Bastis ÖVP/FPÖ-Koalitionsregierung von 2017/19 war auch eine historische Regierung, in dem die eine der kürzesten Zeit im Amt seit Jahrzehnten hatte. Es wurde von einem Strom von Skandalen geplagt, von denen viele mit dem zu tun hatten, was ironischerweise als "Einzelfälle" bekannt wurde, bei denen Mitglieder der FPÖ entdeckt wurden oder sich als Anhänger einer radikalen Ideologie outen, die nicht mit einer demokratischen Regierung und Politik vereinbar ist. Als Beispiel: Oberösterreichs Landessenator Elmar Podgorschek (FPÖ):
Der oberösterreichische FPÖ-Landesrat Elmar Podgorschek ... hält [Juni 2018] bei der [deutschen] rechtsextremen AfD Thüringen eine Rede, in der er Ratschläge für die Machtübernahme gibt und die Institutionen der Demokratie massiv angreift. Als das öffentlich bekannt wird, sieht sich Podgorschek mit heftiger Kritik und Rücktrittsaufforderungen konfrontiert. (Mauthausen Komitee Österreich, Viele Einzelfälle = Ein Muster 02.08.2019)
In dieser Rede unterstützte Podgorschek die "orbanisierung" der Presse, einen Verweis auf die gegenwärtige autoritäre Regierung Ungarns und ihre Praxis, einen Großteil der ungarischen Medien unter die Kontrolle regierungsweiter Oligarchen zu bringen. Podgorschek wurde 2019 öffentlich und erfolgreich unter Druck gesetzt, wegen dieses Vorfalls von seinem Amt im Landtag zurückzutreten.

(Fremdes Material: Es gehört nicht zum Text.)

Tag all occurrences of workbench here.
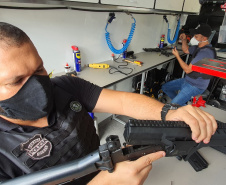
[54,51,180,90]
[53,50,184,125]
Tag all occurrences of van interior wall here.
[0,8,180,122]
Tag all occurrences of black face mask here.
[0,75,53,120]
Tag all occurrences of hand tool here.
[86,63,110,69]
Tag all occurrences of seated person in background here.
[162,24,216,106]
[0,23,217,185]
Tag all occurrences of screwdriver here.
[87,63,110,69]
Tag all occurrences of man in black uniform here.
[0,23,217,185]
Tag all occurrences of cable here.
[105,12,136,54]
[109,55,133,75]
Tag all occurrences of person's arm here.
[93,89,217,143]
[172,48,192,74]
[88,151,165,185]
[180,33,189,54]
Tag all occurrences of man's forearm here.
[94,89,163,120]
[182,39,189,54]
[176,56,192,74]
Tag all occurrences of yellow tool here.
[123,59,143,66]
[87,64,110,69]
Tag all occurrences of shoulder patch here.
[70,101,82,112]
[20,134,52,160]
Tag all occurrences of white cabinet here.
[183,0,201,13]
[155,0,185,11]
[67,0,99,3]
[100,0,155,8]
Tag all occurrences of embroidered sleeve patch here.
[20,134,52,160]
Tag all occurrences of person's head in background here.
[190,24,212,46]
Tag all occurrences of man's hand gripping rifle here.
[0,120,226,185]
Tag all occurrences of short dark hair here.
[0,22,30,47]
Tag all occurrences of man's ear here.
[0,107,5,112]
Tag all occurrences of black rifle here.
[0,120,226,185]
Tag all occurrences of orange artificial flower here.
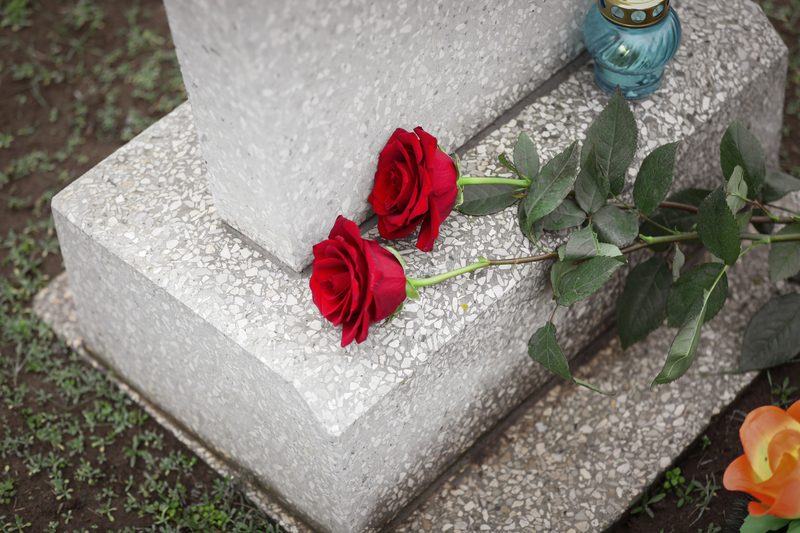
[722,401,800,519]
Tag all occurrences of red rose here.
[311,216,406,347]
[368,128,458,252]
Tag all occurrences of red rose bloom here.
[368,128,458,252]
[311,216,406,347]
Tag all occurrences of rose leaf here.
[617,257,672,350]
[697,185,740,265]
[514,131,539,180]
[737,293,800,372]
[524,141,579,224]
[633,142,681,216]
[581,87,639,195]
[720,119,767,198]
[592,205,639,246]
[667,263,728,328]
[528,322,613,396]
[769,224,800,283]
[558,256,622,307]
[575,146,611,213]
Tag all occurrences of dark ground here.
[0,0,800,533]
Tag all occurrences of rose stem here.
[614,202,795,224]
[408,232,800,288]
[456,176,531,188]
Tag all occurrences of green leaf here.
[497,154,519,176]
[597,242,626,263]
[737,293,800,372]
[633,142,681,216]
[725,165,747,215]
[739,514,790,533]
[514,131,539,181]
[753,207,775,235]
[672,242,686,283]
[728,209,753,233]
[457,184,525,216]
[558,256,622,307]
[769,224,800,283]
[667,263,728,328]
[406,280,419,300]
[764,168,800,203]
[617,257,672,350]
[550,260,578,300]
[523,142,578,224]
[528,322,613,396]
[592,205,639,246]
[581,87,639,195]
[697,185,741,265]
[720,119,767,198]
[558,226,600,263]
[650,291,711,389]
[575,146,611,213]
[639,189,711,252]
[539,198,586,231]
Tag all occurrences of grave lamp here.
[583,0,681,99]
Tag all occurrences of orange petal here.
[767,429,800,472]
[769,478,800,519]
[739,405,800,481]
[786,400,800,422]
[722,455,777,508]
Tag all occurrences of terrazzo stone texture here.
[165,0,594,271]
[53,1,786,533]
[394,245,800,533]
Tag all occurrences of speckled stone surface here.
[53,0,786,533]
[165,0,594,271]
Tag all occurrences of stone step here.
[48,0,787,533]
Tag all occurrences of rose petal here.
[365,241,406,322]
[768,476,800,519]
[767,429,800,472]
[786,400,800,422]
[739,405,800,481]
[722,455,775,505]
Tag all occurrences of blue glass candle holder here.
[583,0,681,100]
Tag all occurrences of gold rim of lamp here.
[597,0,670,28]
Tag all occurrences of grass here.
[0,0,278,533]
[0,0,800,533]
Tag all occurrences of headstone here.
[165,0,593,271]
[53,0,787,533]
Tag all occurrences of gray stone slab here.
[53,1,786,533]
[165,0,594,271]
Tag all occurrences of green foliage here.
[528,322,609,394]
[633,142,680,216]
[0,0,33,31]
[769,224,800,283]
[575,146,611,213]
[581,88,639,195]
[558,256,623,307]
[737,293,800,372]
[667,263,728,328]
[697,185,741,265]
[558,226,600,263]
[592,205,639,247]
[617,257,671,350]
[514,132,539,180]
[522,142,579,224]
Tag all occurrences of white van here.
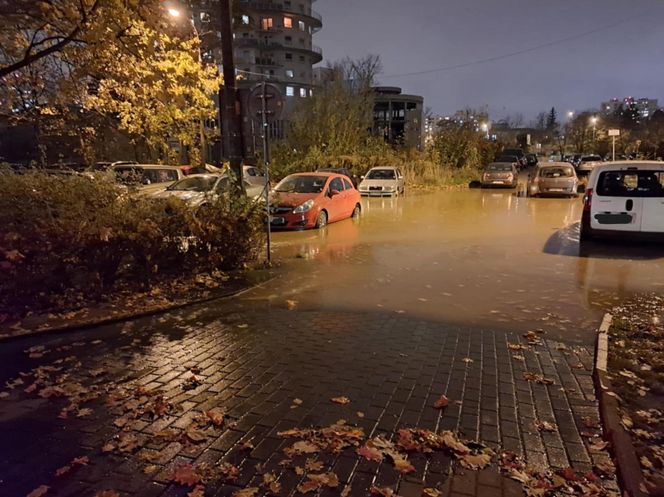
[581,161,664,241]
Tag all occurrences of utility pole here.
[219,0,244,191]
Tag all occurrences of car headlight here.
[293,200,314,214]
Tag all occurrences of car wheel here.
[316,211,327,229]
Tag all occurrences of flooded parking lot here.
[249,190,664,341]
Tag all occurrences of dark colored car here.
[496,148,526,167]
[526,154,539,167]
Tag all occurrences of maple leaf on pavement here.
[171,463,201,486]
[26,485,51,497]
[433,395,450,409]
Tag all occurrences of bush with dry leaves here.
[0,172,263,317]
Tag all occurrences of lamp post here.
[166,7,207,167]
[590,116,598,152]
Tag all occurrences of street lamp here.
[590,116,598,152]
[166,7,208,167]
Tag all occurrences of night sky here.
[314,0,664,120]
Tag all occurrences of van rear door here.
[639,167,664,233]
[590,169,643,232]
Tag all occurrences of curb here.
[0,276,275,344]
[593,314,649,497]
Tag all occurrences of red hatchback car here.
[270,173,362,230]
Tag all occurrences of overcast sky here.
[314,0,664,120]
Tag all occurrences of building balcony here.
[235,38,323,65]
[238,1,323,30]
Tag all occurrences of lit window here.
[261,17,273,31]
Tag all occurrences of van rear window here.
[596,171,664,197]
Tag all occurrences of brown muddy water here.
[245,190,664,342]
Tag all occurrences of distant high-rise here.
[189,0,323,156]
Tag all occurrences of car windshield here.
[168,176,218,192]
[115,166,178,185]
[274,176,327,193]
[367,169,397,179]
[486,164,512,171]
[540,167,574,178]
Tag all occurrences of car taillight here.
[583,188,593,212]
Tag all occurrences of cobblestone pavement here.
[0,301,615,497]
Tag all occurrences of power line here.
[380,14,644,79]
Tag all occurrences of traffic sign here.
[249,83,284,126]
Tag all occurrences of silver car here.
[481,162,519,188]
[358,166,406,197]
[576,155,604,176]
[528,162,579,197]
[151,174,264,207]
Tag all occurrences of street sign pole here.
[261,81,272,266]
[609,129,620,162]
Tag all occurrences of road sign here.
[249,83,284,126]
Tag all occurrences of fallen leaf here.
[357,445,383,461]
[535,420,556,431]
[171,463,201,486]
[26,485,51,497]
[187,485,205,497]
[205,408,225,426]
[233,487,260,497]
[433,395,450,409]
[422,487,441,497]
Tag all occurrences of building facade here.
[189,0,323,158]
[373,86,424,150]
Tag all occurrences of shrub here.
[0,172,263,314]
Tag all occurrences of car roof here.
[537,162,572,169]
[113,164,180,171]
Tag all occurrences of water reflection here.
[254,190,664,340]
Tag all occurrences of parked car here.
[481,162,519,188]
[494,148,527,169]
[316,167,357,187]
[150,174,263,207]
[528,162,579,197]
[270,173,362,230]
[576,155,604,175]
[242,166,267,188]
[581,161,664,241]
[358,166,406,197]
[526,154,539,167]
[111,164,184,194]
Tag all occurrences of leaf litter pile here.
[0,328,613,497]
[609,295,664,495]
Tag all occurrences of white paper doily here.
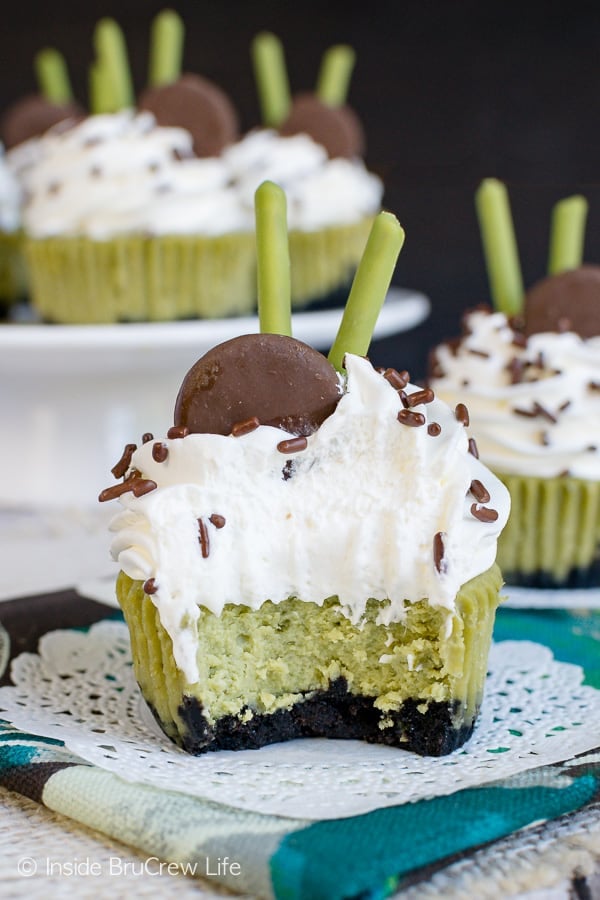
[0,622,600,819]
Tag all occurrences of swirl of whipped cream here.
[23,110,248,240]
[430,309,600,481]
[111,354,509,682]
[21,118,383,240]
[0,144,22,232]
[223,129,383,231]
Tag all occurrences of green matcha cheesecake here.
[430,179,600,589]
[100,195,509,755]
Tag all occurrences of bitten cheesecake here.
[101,189,509,755]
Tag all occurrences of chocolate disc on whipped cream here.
[279,93,365,158]
[175,334,341,435]
[525,265,600,338]
[0,94,85,150]
[138,74,239,156]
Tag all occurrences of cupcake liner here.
[289,217,373,308]
[117,566,502,752]
[25,233,256,324]
[0,231,27,307]
[496,473,600,587]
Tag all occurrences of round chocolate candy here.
[525,265,600,338]
[175,334,341,435]
[138,74,239,156]
[279,93,365,158]
[0,94,85,150]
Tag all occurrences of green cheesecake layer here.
[496,472,600,587]
[117,565,502,752]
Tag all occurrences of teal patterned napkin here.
[0,595,600,900]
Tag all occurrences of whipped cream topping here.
[223,129,383,231]
[111,355,509,682]
[21,118,382,240]
[0,144,22,232]
[23,111,248,240]
[430,309,600,481]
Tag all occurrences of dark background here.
[0,0,600,378]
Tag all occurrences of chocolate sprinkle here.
[471,503,498,522]
[513,400,556,425]
[454,403,469,428]
[131,478,157,497]
[110,444,137,478]
[433,531,448,575]
[98,472,157,503]
[398,409,425,428]
[231,416,260,437]
[198,519,210,559]
[406,388,435,408]
[277,434,308,453]
[281,459,294,481]
[469,438,479,459]
[470,478,490,503]
[152,441,169,462]
[383,369,410,391]
[167,425,190,440]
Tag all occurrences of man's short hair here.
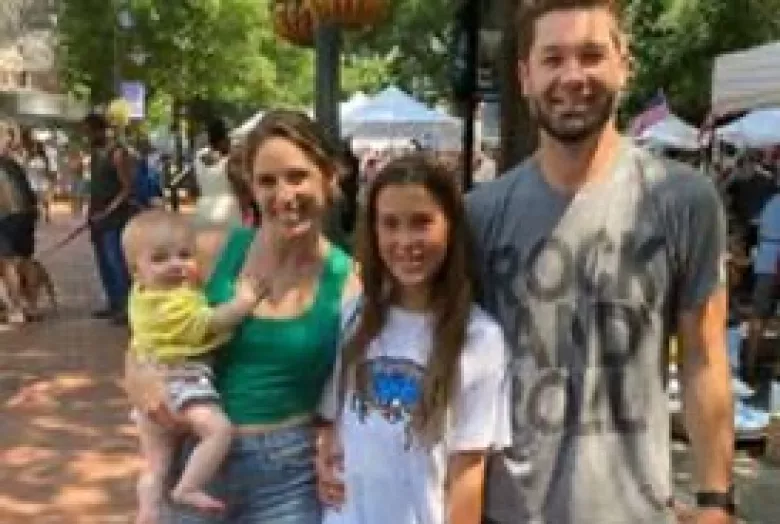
[515,0,623,58]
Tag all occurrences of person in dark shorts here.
[84,113,134,324]
[745,193,780,381]
[0,124,38,324]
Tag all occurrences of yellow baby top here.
[128,284,230,362]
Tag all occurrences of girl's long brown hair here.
[341,153,474,444]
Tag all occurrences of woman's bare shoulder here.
[195,227,228,275]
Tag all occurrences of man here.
[0,123,38,324]
[84,113,134,324]
[745,188,780,382]
[466,0,733,524]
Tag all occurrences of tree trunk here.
[499,0,536,172]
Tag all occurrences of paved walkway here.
[0,215,139,524]
[0,211,780,524]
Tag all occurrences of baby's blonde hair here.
[122,209,195,272]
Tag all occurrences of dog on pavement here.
[19,258,59,313]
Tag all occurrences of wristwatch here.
[696,484,737,515]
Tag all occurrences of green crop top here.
[206,228,351,425]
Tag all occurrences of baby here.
[122,210,261,524]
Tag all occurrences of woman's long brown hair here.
[341,153,473,444]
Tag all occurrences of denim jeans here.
[91,229,130,311]
[167,425,321,524]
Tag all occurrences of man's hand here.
[314,425,344,508]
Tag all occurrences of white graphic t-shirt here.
[321,305,511,524]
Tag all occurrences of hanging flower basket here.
[311,0,390,29]
[271,0,314,47]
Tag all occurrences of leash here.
[37,220,89,257]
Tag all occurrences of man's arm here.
[679,288,734,492]
[664,166,734,524]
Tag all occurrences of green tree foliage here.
[343,0,458,100]
[60,0,313,111]
[626,0,780,123]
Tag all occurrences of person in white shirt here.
[193,120,241,229]
[319,153,511,524]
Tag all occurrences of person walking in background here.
[84,113,134,324]
[0,123,38,324]
[27,141,53,222]
[745,193,780,384]
[193,119,242,229]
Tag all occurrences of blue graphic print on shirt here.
[351,357,425,449]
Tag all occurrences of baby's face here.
[135,235,197,289]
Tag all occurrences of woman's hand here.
[315,424,344,508]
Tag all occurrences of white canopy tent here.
[339,91,371,119]
[230,111,266,140]
[712,42,780,115]
[639,115,699,151]
[341,87,461,150]
[716,108,780,148]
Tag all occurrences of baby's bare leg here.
[171,403,233,512]
[136,414,175,524]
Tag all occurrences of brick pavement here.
[0,214,138,524]
[0,211,780,524]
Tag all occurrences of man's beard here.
[529,92,617,145]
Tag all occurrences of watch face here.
[696,487,736,515]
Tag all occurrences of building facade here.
[0,0,83,123]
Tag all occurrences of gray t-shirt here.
[467,141,726,524]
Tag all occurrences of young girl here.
[122,210,260,524]
[321,153,510,524]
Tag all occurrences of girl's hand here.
[314,425,345,509]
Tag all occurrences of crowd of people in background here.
[0,0,756,524]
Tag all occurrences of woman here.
[193,120,241,229]
[27,142,52,222]
[0,122,37,324]
[157,111,359,524]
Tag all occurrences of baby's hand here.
[236,277,267,309]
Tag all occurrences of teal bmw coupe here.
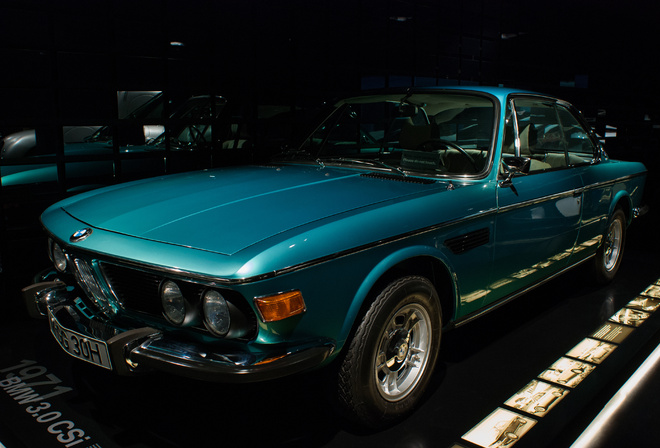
[24,87,646,427]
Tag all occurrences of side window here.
[514,98,568,173]
[557,106,596,165]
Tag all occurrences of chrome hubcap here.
[603,220,623,271]
[374,303,431,401]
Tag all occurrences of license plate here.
[48,310,112,370]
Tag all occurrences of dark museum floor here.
[0,212,660,448]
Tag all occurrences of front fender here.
[338,246,458,349]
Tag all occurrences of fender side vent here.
[445,228,490,255]
[361,173,436,184]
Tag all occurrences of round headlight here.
[202,289,231,336]
[53,243,66,272]
[160,280,186,325]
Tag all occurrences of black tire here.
[594,208,627,284]
[337,276,442,428]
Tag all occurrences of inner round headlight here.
[53,243,66,272]
[160,280,186,325]
[202,289,231,336]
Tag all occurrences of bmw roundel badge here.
[69,227,92,243]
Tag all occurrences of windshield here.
[297,92,495,175]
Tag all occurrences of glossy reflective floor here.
[0,215,660,448]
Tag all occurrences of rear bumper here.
[23,281,335,382]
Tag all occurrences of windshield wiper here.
[316,157,408,177]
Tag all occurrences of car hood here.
[62,165,439,255]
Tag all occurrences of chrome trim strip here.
[499,187,575,213]
[452,254,596,330]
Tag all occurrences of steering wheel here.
[417,138,479,173]
[188,124,206,144]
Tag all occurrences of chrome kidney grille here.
[73,258,117,316]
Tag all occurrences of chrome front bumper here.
[23,281,335,382]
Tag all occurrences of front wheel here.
[337,276,442,427]
[594,209,627,284]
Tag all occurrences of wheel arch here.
[341,247,457,345]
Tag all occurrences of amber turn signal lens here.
[254,291,305,322]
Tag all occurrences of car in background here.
[0,91,162,159]
[0,93,233,193]
[24,87,646,428]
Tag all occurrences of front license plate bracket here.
[48,310,112,370]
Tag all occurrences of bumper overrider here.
[23,281,335,382]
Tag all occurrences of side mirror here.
[500,157,532,187]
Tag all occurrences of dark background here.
[0,0,660,297]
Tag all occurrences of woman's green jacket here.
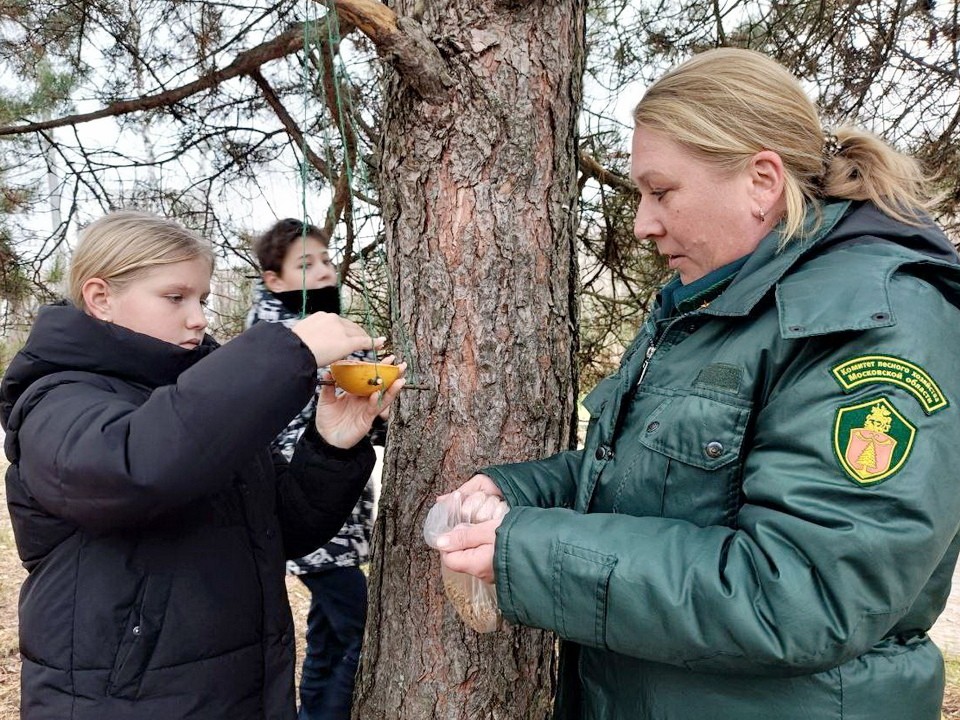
[485,203,960,720]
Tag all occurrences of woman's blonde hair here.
[67,210,213,308]
[633,48,936,242]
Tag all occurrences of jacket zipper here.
[634,310,697,387]
[637,340,657,387]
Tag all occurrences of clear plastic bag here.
[423,490,510,633]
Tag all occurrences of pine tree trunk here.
[354,0,585,720]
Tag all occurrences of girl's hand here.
[311,362,407,448]
[291,312,386,367]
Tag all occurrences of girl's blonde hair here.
[67,210,213,309]
[633,48,936,242]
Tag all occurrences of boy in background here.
[246,219,383,720]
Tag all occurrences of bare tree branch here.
[580,150,637,195]
[324,0,455,104]
[0,26,303,136]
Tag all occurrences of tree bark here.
[354,0,585,720]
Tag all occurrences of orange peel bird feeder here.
[330,360,400,395]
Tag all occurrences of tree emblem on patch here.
[833,397,917,485]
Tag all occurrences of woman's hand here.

Ich war dieses Jahr überrascht, dass ein Skandal, den ich für den schwerwiegendsten hielt, bei der diesjährigen Nationalratswahl tatsächlich keine prominente Rolle spielte. Das war eine Aktion des FPÖ-Innenministers Herbert Kickl im Jahr 2018, bekannt als die "BVT-Affäre", bei der er eine ungewöhnliche Polizeirazzia gegen das Sicherheitsbüro im eigenen Ministerium organisierte, eine Aktion, die dazu führte, dass einige europäische Nationen ihre Zusammenarbeit mit Österreichische Geheimdienste aus Angst, Österreich könne Quellen und Methoden nicht ausreichend schützen, begrenzt hatten.

Der Auslöser, der den Sturz von Bastis rechts-rechts-Regierung in Gang setzte, war das, was schnell als „Ibiza-Skandal“ bekannt wurde, der im Mai ausbrach. Deutsche und österreichische Reporter enthüllten ein Video, das zwei hochrangige Vertreter der FPÖ zeigte, darunter Vizekanzler Heinz-Christian Strache, der einer Frau korrupte Geschäfte und illegale Pläne vorschlug, die sie für die Nichte eines russischen Oligarchen hielten. Der Meeting fand in eine Villa auf der beliebten Ferieninsel Ibiza statt. Das Video wurde 2017 vor der Wahl in diesem Jahr gedreht, als Strache noch Oppositionsführer war. (Beide wurden noch nicht wegen Rechtsverstößen im Zusammenhang mit dem Video verurteilt.) Frederick Obermaier und Bastian Obermayers Buch Die Ibiza-Affäre (2019) beschreibt das Ibiza-Treffen und die Aufdeckung des Skandals.

Dies veranlasste Kritiker von Bastis Regierung 2017-19, sie als "Ibiza-Regierung" und die FPÖ als "Ibiza-Partei" zu bezeichnen.

Auf den Zerfall von Bastis türkis-blauer Regierung folgte eine erbitterte Polemik zwischen ÖVP und FPÖ. Selbst wenn die FPÖ bei dieser Wahl nicht so wenig Stimmen gehabt hätte, wäre es eine echte Herausforderung gewesen, eine neue Ibiza-Koalition zu bilden.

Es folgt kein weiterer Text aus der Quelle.